The experimental design for identifying the hypothetical choice scenarios for the SP game was developed considering the following attributes: roadway characteristics: grade, traffic volume, and roadway type; bike route characteristics: cycling infrastructure continuity and segregation and landmarks along the route; and air pollution: mean exposure level (in ppb) and maximum exposure level (in ppb). A detailed description of the considered attributes and the corresponding attribute levels are presented in Table 1. Considering and comparing all of these attributes would burden the respondents significantly and complicate their route choice process. Hence, an innovative partitioning technique where only five attributes were used to characterize the alternative routes in each of the SP scenarios was used. Of these five attributes, the air pollution (mean and maximum exposure) and travel time attributes were always retained. These air pollution exposures were measured as a concentration of Nitrogen dioxide (NO2) in units of parts per billion (ppb). In addition, one attribute from roadway characteristics and one from bike route characteristics were randomly chosen for each individual through carefully designed rotating and overlapping approach to capture all variable effects when the responses from the different SP choice scenarios across different individuals are compiled together. Route choice alternatives were developed by experimental design routines in SAS in such a way that every individual gets five choice experiments in the survey. The SP scenarios were preceded by clear definitions of the attributes–pictorial representations were provided to give respondents a clearer idea about exclusive/shared and continuous/discontinuous cycling infrastructure.

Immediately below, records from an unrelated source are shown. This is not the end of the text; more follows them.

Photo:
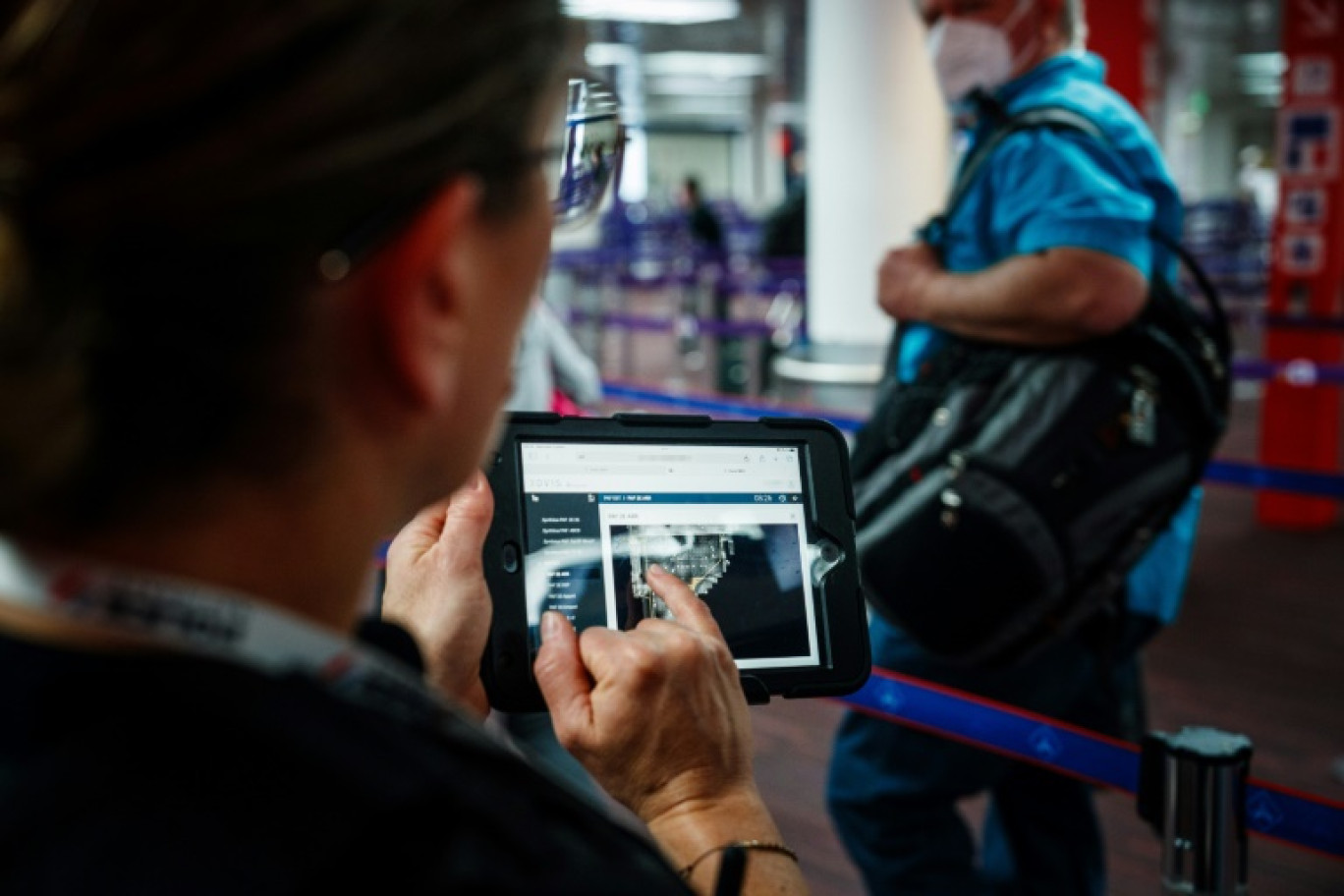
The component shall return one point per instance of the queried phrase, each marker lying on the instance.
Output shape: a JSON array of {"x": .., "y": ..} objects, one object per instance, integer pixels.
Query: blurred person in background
[{"x": 261, "y": 271}]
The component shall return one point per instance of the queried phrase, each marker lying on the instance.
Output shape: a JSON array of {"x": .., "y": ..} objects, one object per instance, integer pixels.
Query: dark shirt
[
  {"x": 704, "y": 229},
  {"x": 172, "y": 774}
]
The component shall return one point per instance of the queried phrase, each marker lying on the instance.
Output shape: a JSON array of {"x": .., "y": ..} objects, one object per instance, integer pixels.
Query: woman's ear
[{"x": 412, "y": 300}]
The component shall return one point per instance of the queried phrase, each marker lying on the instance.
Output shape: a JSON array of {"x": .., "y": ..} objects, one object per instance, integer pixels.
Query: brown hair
[{"x": 170, "y": 175}]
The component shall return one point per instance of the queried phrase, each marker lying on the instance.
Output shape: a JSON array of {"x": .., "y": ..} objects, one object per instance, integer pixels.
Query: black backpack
[{"x": 1005, "y": 493}]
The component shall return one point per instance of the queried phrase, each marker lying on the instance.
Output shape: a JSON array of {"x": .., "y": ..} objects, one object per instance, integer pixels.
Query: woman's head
[{"x": 170, "y": 179}]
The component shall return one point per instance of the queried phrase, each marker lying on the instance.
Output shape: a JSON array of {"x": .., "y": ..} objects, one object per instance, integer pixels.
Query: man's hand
[
  {"x": 435, "y": 588},
  {"x": 905, "y": 278}
]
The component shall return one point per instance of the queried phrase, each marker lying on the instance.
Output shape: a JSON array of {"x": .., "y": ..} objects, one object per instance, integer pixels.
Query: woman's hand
[
  {"x": 435, "y": 589},
  {"x": 657, "y": 713}
]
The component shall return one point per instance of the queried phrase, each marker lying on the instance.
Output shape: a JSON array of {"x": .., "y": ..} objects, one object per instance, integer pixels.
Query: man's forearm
[{"x": 694, "y": 834}]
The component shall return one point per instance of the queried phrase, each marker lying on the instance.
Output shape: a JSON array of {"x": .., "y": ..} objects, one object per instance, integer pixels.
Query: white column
[{"x": 876, "y": 156}]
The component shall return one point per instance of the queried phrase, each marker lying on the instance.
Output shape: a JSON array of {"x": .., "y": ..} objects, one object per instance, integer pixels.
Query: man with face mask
[{"x": 1048, "y": 246}]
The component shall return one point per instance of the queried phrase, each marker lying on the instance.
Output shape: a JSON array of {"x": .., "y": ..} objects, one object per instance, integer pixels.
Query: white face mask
[{"x": 974, "y": 54}]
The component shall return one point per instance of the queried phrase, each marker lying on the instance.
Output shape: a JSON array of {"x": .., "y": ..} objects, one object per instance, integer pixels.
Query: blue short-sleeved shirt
[{"x": 1054, "y": 189}]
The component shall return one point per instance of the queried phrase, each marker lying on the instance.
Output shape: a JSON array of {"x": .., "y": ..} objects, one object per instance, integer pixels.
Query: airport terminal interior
[{"x": 746, "y": 98}]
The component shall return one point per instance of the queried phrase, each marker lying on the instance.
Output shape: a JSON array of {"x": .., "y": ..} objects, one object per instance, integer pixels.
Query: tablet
[{"x": 756, "y": 516}]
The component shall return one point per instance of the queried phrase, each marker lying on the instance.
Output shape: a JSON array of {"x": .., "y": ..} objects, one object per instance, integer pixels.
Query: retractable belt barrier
[
  {"x": 1295, "y": 818},
  {"x": 1235, "y": 473}
]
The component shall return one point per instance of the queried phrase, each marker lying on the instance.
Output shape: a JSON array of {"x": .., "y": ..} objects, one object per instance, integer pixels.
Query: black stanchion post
[{"x": 1193, "y": 792}]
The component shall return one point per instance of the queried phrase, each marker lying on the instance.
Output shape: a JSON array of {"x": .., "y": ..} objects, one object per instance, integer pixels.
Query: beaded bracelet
[{"x": 763, "y": 845}]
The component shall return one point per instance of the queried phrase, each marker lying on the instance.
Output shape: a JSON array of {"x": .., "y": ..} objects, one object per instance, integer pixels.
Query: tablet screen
[{"x": 727, "y": 520}]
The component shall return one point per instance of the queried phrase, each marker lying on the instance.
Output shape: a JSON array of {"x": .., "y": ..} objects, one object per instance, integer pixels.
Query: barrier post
[
  {"x": 1193, "y": 792},
  {"x": 1300, "y": 423}
]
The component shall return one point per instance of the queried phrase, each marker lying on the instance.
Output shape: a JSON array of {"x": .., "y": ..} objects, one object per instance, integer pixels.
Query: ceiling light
[
  {"x": 609, "y": 54},
  {"x": 707, "y": 65},
  {"x": 659, "y": 11}
]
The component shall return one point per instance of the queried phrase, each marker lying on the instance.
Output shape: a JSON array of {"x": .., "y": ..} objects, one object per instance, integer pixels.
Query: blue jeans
[{"x": 893, "y": 790}]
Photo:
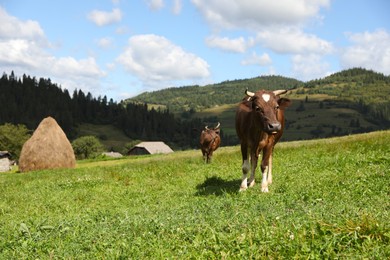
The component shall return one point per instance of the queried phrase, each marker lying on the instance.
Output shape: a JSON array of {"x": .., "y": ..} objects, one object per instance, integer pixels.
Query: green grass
[{"x": 329, "y": 199}]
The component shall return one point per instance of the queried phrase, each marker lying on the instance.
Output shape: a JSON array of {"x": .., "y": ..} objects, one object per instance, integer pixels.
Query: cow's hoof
[{"x": 243, "y": 189}]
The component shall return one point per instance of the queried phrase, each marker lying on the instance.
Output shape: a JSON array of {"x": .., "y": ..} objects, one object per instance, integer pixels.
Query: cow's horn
[
  {"x": 279, "y": 92},
  {"x": 248, "y": 93}
]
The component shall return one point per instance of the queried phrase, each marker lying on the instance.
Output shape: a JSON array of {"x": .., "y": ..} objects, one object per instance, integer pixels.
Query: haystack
[{"x": 48, "y": 148}]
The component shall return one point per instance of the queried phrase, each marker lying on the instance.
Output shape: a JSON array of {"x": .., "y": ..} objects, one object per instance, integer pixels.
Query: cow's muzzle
[{"x": 274, "y": 128}]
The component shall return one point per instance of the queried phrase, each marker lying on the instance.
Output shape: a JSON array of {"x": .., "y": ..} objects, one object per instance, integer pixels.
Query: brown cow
[
  {"x": 209, "y": 142},
  {"x": 259, "y": 126}
]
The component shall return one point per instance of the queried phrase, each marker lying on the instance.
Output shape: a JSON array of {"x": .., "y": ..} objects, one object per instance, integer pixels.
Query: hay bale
[{"x": 48, "y": 148}]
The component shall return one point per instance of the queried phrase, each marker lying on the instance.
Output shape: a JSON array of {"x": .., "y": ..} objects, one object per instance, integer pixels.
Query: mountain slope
[
  {"x": 350, "y": 101},
  {"x": 198, "y": 98}
]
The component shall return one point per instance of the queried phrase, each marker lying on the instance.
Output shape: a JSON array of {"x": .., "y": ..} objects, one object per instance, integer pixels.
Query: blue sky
[{"x": 121, "y": 48}]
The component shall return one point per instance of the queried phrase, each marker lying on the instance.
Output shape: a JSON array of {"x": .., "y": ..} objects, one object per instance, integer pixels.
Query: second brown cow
[{"x": 209, "y": 141}]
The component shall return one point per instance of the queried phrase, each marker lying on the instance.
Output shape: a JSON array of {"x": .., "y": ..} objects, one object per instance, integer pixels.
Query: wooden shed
[
  {"x": 5, "y": 163},
  {"x": 150, "y": 148}
]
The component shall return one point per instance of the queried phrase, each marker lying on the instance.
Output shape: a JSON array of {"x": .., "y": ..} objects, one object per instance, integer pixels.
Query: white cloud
[
  {"x": 12, "y": 28},
  {"x": 177, "y": 6},
  {"x": 293, "y": 40},
  {"x": 155, "y": 4},
  {"x": 310, "y": 66},
  {"x": 370, "y": 50},
  {"x": 255, "y": 59},
  {"x": 105, "y": 42},
  {"x": 231, "y": 45},
  {"x": 25, "y": 52},
  {"x": 154, "y": 59},
  {"x": 250, "y": 14},
  {"x": 102, "y": 18}
]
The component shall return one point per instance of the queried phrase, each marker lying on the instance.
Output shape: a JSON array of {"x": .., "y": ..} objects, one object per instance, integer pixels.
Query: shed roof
[
  {"x": 154, "y": 147},
  {"x": 112, "y": 154}
]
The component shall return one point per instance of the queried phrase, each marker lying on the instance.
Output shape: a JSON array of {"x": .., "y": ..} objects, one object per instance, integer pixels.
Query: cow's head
[
  {"x": 215, "y": 129},
  {"x": 265, "y": 106}
]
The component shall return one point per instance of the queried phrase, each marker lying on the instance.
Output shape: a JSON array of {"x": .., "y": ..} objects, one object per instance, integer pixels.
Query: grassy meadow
[{"x": 329, "y": 199}]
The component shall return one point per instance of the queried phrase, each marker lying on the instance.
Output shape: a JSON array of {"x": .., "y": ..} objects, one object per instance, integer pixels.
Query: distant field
[
  {"x": 329, "y": 200},
  {"x": 109, "y": 136}
]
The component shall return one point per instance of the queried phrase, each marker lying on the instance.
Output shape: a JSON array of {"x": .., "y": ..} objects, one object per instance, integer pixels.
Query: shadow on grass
[{"x": 217, "y": 186}]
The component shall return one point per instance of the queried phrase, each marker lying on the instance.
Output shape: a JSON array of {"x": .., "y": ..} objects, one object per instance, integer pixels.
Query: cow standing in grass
[
  {"x": 259, "y": 126},
  {"x": 209, "y": 142}
]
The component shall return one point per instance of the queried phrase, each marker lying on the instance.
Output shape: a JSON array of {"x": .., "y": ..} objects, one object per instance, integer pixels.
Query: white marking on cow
[
  {"x": 264, "y": 182},
  {"x": 266, "y": 97},
  {"x": 245, "y": 169}
]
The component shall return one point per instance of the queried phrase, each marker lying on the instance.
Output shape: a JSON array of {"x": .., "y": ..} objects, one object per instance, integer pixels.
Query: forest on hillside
[
  {"x": 27, "y": 100},
  {"x": 367, "y": 91},
  {"x": 175, "y": 115}
]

We also conducted an “information provision” experiment to understand two issues. First, to identify if receiving information on the potential health effects resulting from exposure to traffic-related air pollution has any impact on a cyclist’s route choice decision and second, to study the sensitivity towards the nature of information provided. For this purpose, we devised three types of informational messages (see Supplementary information S1 Table for the messages). One (or none) of these messages was presented to the respondent in a window preceding the scenarios and following the description of attributes. The survey was designed so that information display was randomized to ensure that a quarter of the respondents received no information while the rest of them received at least one of the three messages. The details of the experimental design, attribute selection process, and survey dissemination strategies with demographic profile of commuters are described in Anowar et al. [40, 57].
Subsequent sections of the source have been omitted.